5 July 2012
Foreign office (FCO) minister Alistair Burt yesterday dropped the strongest hint yet that the UK may be moving towards a ban on goods from illegal Israeli settlements.
Burt, who is responsible for Middle East affairs at the FCO, was facing pressure at a debate in Parliament Wednesday for concrete action on Israeli settlement goods. In response to a question from Richard Burden MP (vice chair of the Labour Friends of Palestine group) the minister said:
“We value the fact that people have choice in relation to their purchase of [settlement] goods [because of stronger regulations on labelling], but further consideration of the issue of settlement produce and financing is under active consideration in London and in Brussels” (my emphasis).
Burden has said there is a “growing legal opinion that we [in the UK and EU] are colluding in” illegality by allowing the purchase of Israeli settlement goods. Burden stressed there “may need to be some pressure here”.

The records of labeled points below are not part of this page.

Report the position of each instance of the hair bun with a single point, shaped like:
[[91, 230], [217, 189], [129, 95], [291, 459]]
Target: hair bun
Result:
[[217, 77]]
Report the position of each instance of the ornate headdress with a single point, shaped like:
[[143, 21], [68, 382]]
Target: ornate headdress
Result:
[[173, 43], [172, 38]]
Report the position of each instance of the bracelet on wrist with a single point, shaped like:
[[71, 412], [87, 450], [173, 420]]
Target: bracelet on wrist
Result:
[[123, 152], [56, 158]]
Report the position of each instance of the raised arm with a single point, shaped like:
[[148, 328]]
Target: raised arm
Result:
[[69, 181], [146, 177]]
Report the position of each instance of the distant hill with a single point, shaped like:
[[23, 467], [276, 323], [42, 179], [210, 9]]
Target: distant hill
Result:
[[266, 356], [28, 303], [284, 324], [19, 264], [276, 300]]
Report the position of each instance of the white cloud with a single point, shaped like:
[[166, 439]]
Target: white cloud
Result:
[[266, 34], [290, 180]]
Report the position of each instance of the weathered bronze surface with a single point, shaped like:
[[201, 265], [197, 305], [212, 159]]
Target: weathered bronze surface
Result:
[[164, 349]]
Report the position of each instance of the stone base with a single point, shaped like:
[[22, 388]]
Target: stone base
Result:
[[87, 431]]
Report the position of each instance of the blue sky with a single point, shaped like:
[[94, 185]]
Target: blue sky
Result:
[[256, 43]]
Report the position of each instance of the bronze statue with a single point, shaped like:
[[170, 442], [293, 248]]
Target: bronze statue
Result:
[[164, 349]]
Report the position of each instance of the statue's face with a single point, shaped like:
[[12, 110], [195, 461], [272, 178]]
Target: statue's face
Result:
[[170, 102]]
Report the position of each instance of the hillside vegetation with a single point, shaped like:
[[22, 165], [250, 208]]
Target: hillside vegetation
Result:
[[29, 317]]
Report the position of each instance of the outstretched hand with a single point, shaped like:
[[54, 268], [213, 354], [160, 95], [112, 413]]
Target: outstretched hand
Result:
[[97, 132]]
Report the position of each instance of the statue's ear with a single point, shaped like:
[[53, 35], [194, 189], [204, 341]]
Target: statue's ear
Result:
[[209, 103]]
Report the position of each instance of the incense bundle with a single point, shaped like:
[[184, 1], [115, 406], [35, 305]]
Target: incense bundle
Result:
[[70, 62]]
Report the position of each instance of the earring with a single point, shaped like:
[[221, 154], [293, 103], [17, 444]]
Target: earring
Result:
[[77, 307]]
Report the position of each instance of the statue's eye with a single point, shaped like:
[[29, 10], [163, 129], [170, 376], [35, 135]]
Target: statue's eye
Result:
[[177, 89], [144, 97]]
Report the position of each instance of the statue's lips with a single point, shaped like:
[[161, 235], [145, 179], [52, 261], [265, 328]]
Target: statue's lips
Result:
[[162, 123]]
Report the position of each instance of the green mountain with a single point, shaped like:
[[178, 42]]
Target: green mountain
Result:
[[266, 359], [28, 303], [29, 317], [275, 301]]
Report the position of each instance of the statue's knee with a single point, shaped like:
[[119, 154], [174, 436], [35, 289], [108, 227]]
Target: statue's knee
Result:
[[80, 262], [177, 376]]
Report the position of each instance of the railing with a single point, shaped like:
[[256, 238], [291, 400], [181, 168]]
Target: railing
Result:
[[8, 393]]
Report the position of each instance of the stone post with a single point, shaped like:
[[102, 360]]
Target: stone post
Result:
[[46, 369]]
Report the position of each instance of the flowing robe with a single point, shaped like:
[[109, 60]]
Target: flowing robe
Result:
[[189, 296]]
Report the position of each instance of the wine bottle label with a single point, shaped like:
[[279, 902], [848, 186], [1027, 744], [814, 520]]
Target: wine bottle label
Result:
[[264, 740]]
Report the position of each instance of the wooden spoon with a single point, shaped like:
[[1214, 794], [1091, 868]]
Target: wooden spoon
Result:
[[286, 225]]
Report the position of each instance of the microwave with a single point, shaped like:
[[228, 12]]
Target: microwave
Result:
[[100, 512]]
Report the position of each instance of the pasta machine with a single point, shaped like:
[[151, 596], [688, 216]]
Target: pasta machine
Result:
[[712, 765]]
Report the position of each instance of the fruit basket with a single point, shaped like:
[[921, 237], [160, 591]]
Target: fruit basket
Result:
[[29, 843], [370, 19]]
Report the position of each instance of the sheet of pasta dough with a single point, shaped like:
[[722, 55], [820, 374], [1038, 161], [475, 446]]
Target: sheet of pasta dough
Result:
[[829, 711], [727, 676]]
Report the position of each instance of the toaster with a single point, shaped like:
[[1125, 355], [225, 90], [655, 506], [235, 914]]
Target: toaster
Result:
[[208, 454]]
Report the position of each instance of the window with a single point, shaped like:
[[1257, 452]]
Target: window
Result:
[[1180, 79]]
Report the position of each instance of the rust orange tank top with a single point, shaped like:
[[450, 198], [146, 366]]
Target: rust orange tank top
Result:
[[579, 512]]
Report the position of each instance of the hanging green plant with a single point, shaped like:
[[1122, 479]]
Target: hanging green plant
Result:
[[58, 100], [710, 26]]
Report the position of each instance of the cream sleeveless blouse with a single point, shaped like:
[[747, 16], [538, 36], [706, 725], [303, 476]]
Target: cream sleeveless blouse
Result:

The shadow minister for the Middle East later said he thought Burt’s comments were unprecedented. Ian Lucas MP, who is Burt’s opposite number in the Labour opposition, was speaking at a meeting held last night by the Council for Arab British Understanding organised to report back on a recent delegation to occupied Palestine.
You can view Burt’s comments on the Parliament TV website (skip to timecode 15:54).
Update, 9 July
Writing in the Independent today, Donald Macintyre revealed that a high-profile Cambridge professor of international law has advised the EU that member states would be perfectly within their rights to ban settlement goods. The full 60-page opinion will be published later in the week by the Trades Union Congress, who have been campaigning for such a ban. I’ll update this post again with a link when it becomes available.
It seems likely that this legal advice is part of what Richard Burden was refering to in the quote above.
Update, 10 July
The TUC has now published the full 60-page document containing Professor James Crawford’s opinion, along with a shorter briefing note on the document which includes a biography of Prof. Crawford. In the accompanying press release, the TUC’s general secretary explains why a ban is needed: “there are parts of the settlement trade that consumer pressure simply cannot reach, such as the wholesale and catering industries, and that’s why we need a total ban”.
However, he also notes that: “The TUC does not support a ban against Israel, but we do support a boycott of goods from Israeli settlements because these are illegal, make life a misery for ordinary Palestinians and are ruining any chance of peace.”
But with the settlements being already highly integrated into the wider Israeli economy, and with creeping moves to annex West Bank settlements over time, how much longer will the TUC be able to sustain such a distinction?